The films are primarily three people - the writers and director - sharing with us what they found in the Lord of the Rings, and in doing so they are surely following the path that Professor Tolkien declared he preferred. I fear that Christopher Tolkien's position is closer to the purposed domination of the author, than the freedom of the reader.

He is, of course, in the difficult position of not being the one producing the works, and trying to maintain his father's vision in a very different world than the one in which it was created, but I think that a certain careful opening of the boundaries, perhaps to allow other authors to write new stories in the legendarium with his oversight, could only improve and enhance the Estate.


----------



## Eledhwen (Mar 17, 2013)

*WB and Zaentz countersue Tolkien Estate*

Last November, Tolkien's estate and his publisher, HarperCollins, that filed an $80 million Law suit against the Warner Bros, alleging they lost out on royalties from ancillary sources of income—including The Hobbit online slot machines and games—since selling the film rights in 1969. On Monday, Warner Bros. filed a lawsuit against Tolkien's estate, claiming breach of contract over The Hobbit and Lord of the Rings licensing opportunities (or, in other words, "I'm suing you because you're suing me"). 

http://uk.eonline.com/news/397531/h...alleges-breach-of-contract-over-gaming-rights


----------



## Erestor Arcamen (Mar 17, 2013)

*Re: WB and Zaentz countersue Tolkien Estate*



Eledhwen said:


> Last November, Tolkien's estate and his publisher, HarperCollins, that filed an $80 million Law suit against the Warner Bros, alleging they lost out on royalties from ancillary sources of income—including The Hobbit online slot machines and games—since selling the film rights in 1969. On Monday, Warner Bros. filed a lawsuit against Tolkien's estate, claiming breach of contract over The Hobbit and Lord of the Rings licensing opportunities (or, in other words, "I'm suing you because you're suing me").
> 
> http://uk.eonline.com/news/397531/h...alleges-breach-of-contract-over-gaming-rights




This is turning into a battle similar to Apple vs Samsung lol


----------



## Eledhwen (Mar 17, 2013)

*Re: WB and Zaentz countersue Tolkien Estate*



Erestor Arcamen said:


> This is turning into a battle similar to Apple vs Samsung lol


Wouldn't it be ironic if the Law suit battle was turned into a screenplay!


----------



## Grond (Mar 21, 2013)

*Re: Christopher Tolkien - My Father's "Eviscerated" Work - Le Monde interview July 20*

I long ago resolved that one must look at the Works of J. R. R. Tolkien and the related "works" of Peter Jackson through different eyes in order to maintain sanity. As most of you know, I'm a purist and am terribly disappointed each and every time the evil Mr. Jackson makes "creative changes" to the canon. 

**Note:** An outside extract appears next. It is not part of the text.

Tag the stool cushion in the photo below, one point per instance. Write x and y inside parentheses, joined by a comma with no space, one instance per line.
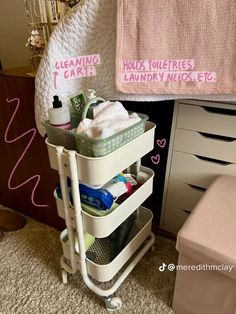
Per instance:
(209,234)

That leaves me with two choices,
1) Ignore the films altogether and focus solely on the written works or
2) Enjoy the films for what they are... a fictionalized account of a fictional mythological work.

I choose the latter. I'm able to enjoy our great author's works many times a year (yes... I still have vision but am wearing glasses now) and still watch the movies... always expecting unwanted and unwelcome changes (aka. what the [email protected]#$ is AZOG doing in the journey to Erebor?)

Unlike many purists, I can't wait for the next installment of The Hobbit to come out in December.

Cheers, 
Grond


----------



## Eledhwen (Mar 22, 2013)

*Re: Christopher Tolkien - My Father's "Eviscerated" Work - Le Monde interview July 20*



Grond said:


> Unlike many purists, I can't wait for the next installment of The Hobbit to come out in December.


Me too. I'm sorry for Christopher Tolkien; who must feel like the curator of the Louvre would on finding the Mona Lisa had acquired a moustache. My enjoyment was only marred by scenes which looked like they'd been taken straight from a video game of the film, like Radagast's Roscobel Rabbits, and the dwarves' very unlikely non-fatal fall through the deep chasms inside the Misty Mountains. I loved the final scene - especially when I realised that The Carrock was bear-shaped!


----------